Das, Kuntal Kanti; Singh, Kavindra; Dikshit, Priyadarshi; Mehrotra, Anant; Bhaisora, Kamlesh Singh; Jaiswal, Awadhesh Kumar.
Afiliación
  • Das KK; Department of Neurosurgery, Sanjay Gandhi Postgraduate Institute of Medical Sciences, Lucknow, Uttar Pradesh, India. Electronic address: drkuntalkantidas@gmail.com.
  • Singh K; Department of Neurosurgery, Sanjay Gandhi Postgraduate Institute of Medical Sciences, Lucknow, Uttar Pradesh, India.
  • Dikshit P; Department of Neurosurgery, Sanjay Gandhi Postgraduate Institute of Medical Sciences, Lucknow, Uttar Pradesh, India.
  • Mehrotra A; Department of Neurosurgery, Sanjay Gandhi Postgraduate Institute of Medical Sciences, Lucknow, Uttar Pradesh, India.
  • Bhaisora KS; Department of Neurosurgery, Sanjay Gandhi Postgraduate Institute of Medical Sciences, Lucknow, Uttar Pradesh, India.
  • Jaiswal AK; Department of Neurosurgery, Sanjay Gandhi Postgraduate Institute of Medical Sciences, Lucknow, Uttar Pradesh, India.
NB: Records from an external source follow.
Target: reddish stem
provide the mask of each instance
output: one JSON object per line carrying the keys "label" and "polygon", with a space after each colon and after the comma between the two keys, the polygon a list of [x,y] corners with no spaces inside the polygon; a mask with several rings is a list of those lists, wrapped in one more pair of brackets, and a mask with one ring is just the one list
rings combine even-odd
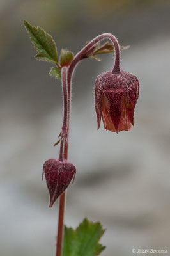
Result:
{"label": "reddish stem", "polygon": [[[63,95],[63,122],[61,132],[61,143],[59,150],[59,160],[63,161],[63,159],[67,159],[68,155],[68,145],[67,145],[67,134],[68,131],[68,93],[67,93],[67,68],[64,67],[61,70],[62,76],[62,88]],[[65,206],[65,192],[59,197],[59,216],[58,216],[58,228],[57,236],[57,246],[56,246],[56,256],[61,256],[62,253],[62,243],[63,237],[63,223],[64,223],[64,213]]]}
{"label": "reddish stem", "polygon": [[[120,73],[120,47],[117,39],[109,33],[104,33],[100,35],[95,38],[89,44],[87,44],[72,60],[71,64],[68,67],[68,69],[66,67],[62,68],[62,81],[63,81],[63,123],[61,130],[61,139],[60,144],[59,160],[63,161],[68,159],[68,140],[69,133],[69,122],[70,115],[70,102],[71,102],[71,90],[72,90],[72,77],[73,70],[81,60],[87,57],[87,53],[93,49],[94,45],[98,41],[104,39],[110,39],[114,45],[115,51],[115,60],[112,68],[112,73]],[[61,256],[62,252],[62,242],[63,236],[63,223],[64,223],[64,212],[65,204],[65,192],[59,197],[59,218],[58,218],[58,228],[57,237],[57,246],[56,256]]]}

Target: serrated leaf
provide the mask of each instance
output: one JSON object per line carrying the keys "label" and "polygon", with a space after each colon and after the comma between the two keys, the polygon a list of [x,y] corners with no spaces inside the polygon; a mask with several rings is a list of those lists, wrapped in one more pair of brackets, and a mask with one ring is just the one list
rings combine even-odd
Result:
{"label": "serrated leaf", "polygon": [[68,66],[73,59],[73,54],[71,51],[62,49],[60,54],[60,65],[61,67]]}
{"label": "serrated leaf", "polygon": [[59,68],[56,68],[56,67],[51,68],[49,74],[59,80],[61,79],[61,71]]}
{"label": "serrated leaf", "polygon": [[52,37],[40,27],[32,26],[24,20],[26,28],[30,35],[38,54],[35,58],[40,60],[58,63],[57,48]]}
{"label": "serrated leaf", "polygon": [[62,256],[97,256],[105,248],[98,243],[105,230],[99,222],[84,219],[74,230],[65,227]]}

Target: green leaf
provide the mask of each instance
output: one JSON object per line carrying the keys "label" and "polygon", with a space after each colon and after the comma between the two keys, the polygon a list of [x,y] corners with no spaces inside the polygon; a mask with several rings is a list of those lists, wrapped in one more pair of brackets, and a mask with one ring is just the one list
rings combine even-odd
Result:
{"label": "green leaf", "polygon": [[61,67],[68,66],[73,59],[73,54],[71,51],[61,49],[60,54],[60,65]]}
{"label": "green leaf", "polygon": [[105,248],[98,243],[105,230],[99,222],[84,219],[74,230],[65,227],[62,256],[97,256]]}
{"label": "green leaf", "polygon": [[26,20],[24,20],[24,23],[31,36],[30,39],[38,51],[35,58],[58,64],[57,48],[51,35],[40,27],[32,27]]}
{"label": "green leaf", "polygon": [[61,79],[61,68],[56,68],[56,67],[54,67],[51,68],[49,74],[50,76],[52,76],[53,77],[57,78],[59,80]]}

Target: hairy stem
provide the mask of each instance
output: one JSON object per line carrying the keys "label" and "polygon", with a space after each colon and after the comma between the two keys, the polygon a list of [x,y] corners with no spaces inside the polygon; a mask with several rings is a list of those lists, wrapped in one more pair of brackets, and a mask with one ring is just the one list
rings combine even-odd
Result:
{"label": "hairy stem", "polygon": [[61,132],[61,143],[59,160],[63,161],[63,151],[65,143],[67,143],[68,126],[68,92],[67,92],[67,68],[64,67],[61,70],[62,88],[63,99],[63,120]]}
{"label": "hairy stem", "polygon": [[[63,121],[61,132],[61,143],[59,160],[63,161],[67,159],[68,142],[68,93],[67,93],[67,68],[64,67],[61,70],[62,87],[63,97]],[[58,228],[57,236],[56,256],[61,256],[62,253],[62,243],[63,237],[63,223],[65,206],[65,192],[59,197]]]}
{"label": "hairy stem", "polygon": [[[95,49],[95,45],[99,41],[109,38],[113,44],[115,51],[115,60],[112,70],[112,73],[120,73],[120,47],[117,39],[112,34],[104,33],[92,40],[75,56],[70,66],[68,68],[64,67],[61,70],[62,83],[63,83],[63,122],[61,133],[61,143],[59,151],[59,160],[68,159],[68,140],[69,134],[69,122],[70,115],[70,102],[72,90],[72,77],[74,68],[77,64],[82,60],[88,57],[88,54]],[[58,229],[57,237],[57,247],[56,256],[61,256],[62,241],[63,234],[63,221],[65,204],[65,192],[59,197]]]}

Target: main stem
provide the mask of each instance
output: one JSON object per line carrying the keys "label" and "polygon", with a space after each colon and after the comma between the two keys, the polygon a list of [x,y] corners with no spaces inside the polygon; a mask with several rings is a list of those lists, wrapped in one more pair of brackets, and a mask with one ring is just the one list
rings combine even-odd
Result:
{"label": "main stem", "polygon": [[[73,72],[78,62],[86,58],[88,58],[88,54],[89,54],[91,51],[91,52],[93,52],[93,49],[95,49],[94,45],[98,42],[107,38],[109,38],[112,41],[115,52],[115,60],[112,72],[114,74],[120,73],[120,51],[119,44],[115,36],[114,36],[112,34],[107,33],[100,35],[99,36],[95,37],[84,48],[82,48],[82,49],[79,52],[78,52],[77,54],[74,57],[71,64],[68,67],[68,70],[66,67],[62,68],[61,77],[63,83],[64,114],[63,123],[61,133],[61,138],[59,152],[60,161],[63,161],[63,159],[66,160],[68,159],[68,140],[69,134],[72,77]],[[56,256],[61,256],[62,252],[65,196],[65,192],[63,192],[59,197],[58,228]]]}
{"label": "main stem", "polygon": [[[63,99],[63,122],[61,132],[61,143],[59,160],[63,161],[67,159],[68,156],[68,88],[67,88],[67,68],[64,67],[61,70]],[[70,109],[70,108],[69,108]],[[63,237],[64,213],[65,206],[65,192],[59,197],[59,217],[57,236],[56,256],[61,256],[62,253],[62,242]]]}

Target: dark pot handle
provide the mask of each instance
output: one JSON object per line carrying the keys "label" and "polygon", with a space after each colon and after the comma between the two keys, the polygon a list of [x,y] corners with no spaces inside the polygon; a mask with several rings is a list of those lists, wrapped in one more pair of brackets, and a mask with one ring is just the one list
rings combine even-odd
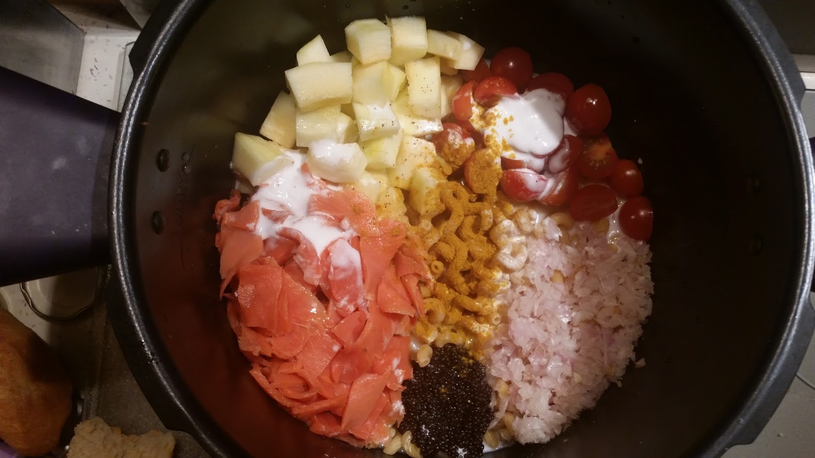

World Neurosurg ; 181: 19, 2024 Jan.
Article en En | MEDLINE | ID: mdl-37827429
ABSTRACT
Fusiform aneurysms of the anterior cerebral artery are a surgical rarity encountered only occasionally by a neurosurgeon.1,2 Seen most commonly in the vertebrobasilar territory, these aneurysms differ in pathophysiology and clinical presentation from their saccular counterparts. Arterial dissections and atherosclerosis are the leading causes of these aneurysms in young and elderly patients, respectively.3 Patients can present with symptoms related to mass effect/compression of adjacent structures or with ischemic symptoms apart from aneurysm rupture. Management of these aneurysms remains challenging owing to the lack of a distinct neck. Surgical options include clip reconstruction, parent vessel occlusion, or aneurysm trapping with4 and without1 bypass using a branch of the superficial temporal artery. Clipping techniques used for these aneurysms include the use of fenestrated clips, vessel wall reconstruction, and wrapping.5,6 However, due to enormous variations in aneurysm morphology, each case presents a unique challenge; hence neurosurgeons need to be aware of this important entity. Endovascular techniques including parent vessel occlusion or vessel-preserving techniques using coil or flow diverters have also been described,3 but clipping remains the preferred choice for most surgeons worldwide. In Video 1, we present a case of fusiform A1 segment aneurysm in a 34-year-old gentleman and demonstrate how the aneurysm was clipped using a lateral supraorbital approach. He made an uneventful recovery with subtle right lower limb weakness. This video shows the technique and utility of a minimally invasive skull base approach for dealing with a fusiform anterior circulation aneurysm.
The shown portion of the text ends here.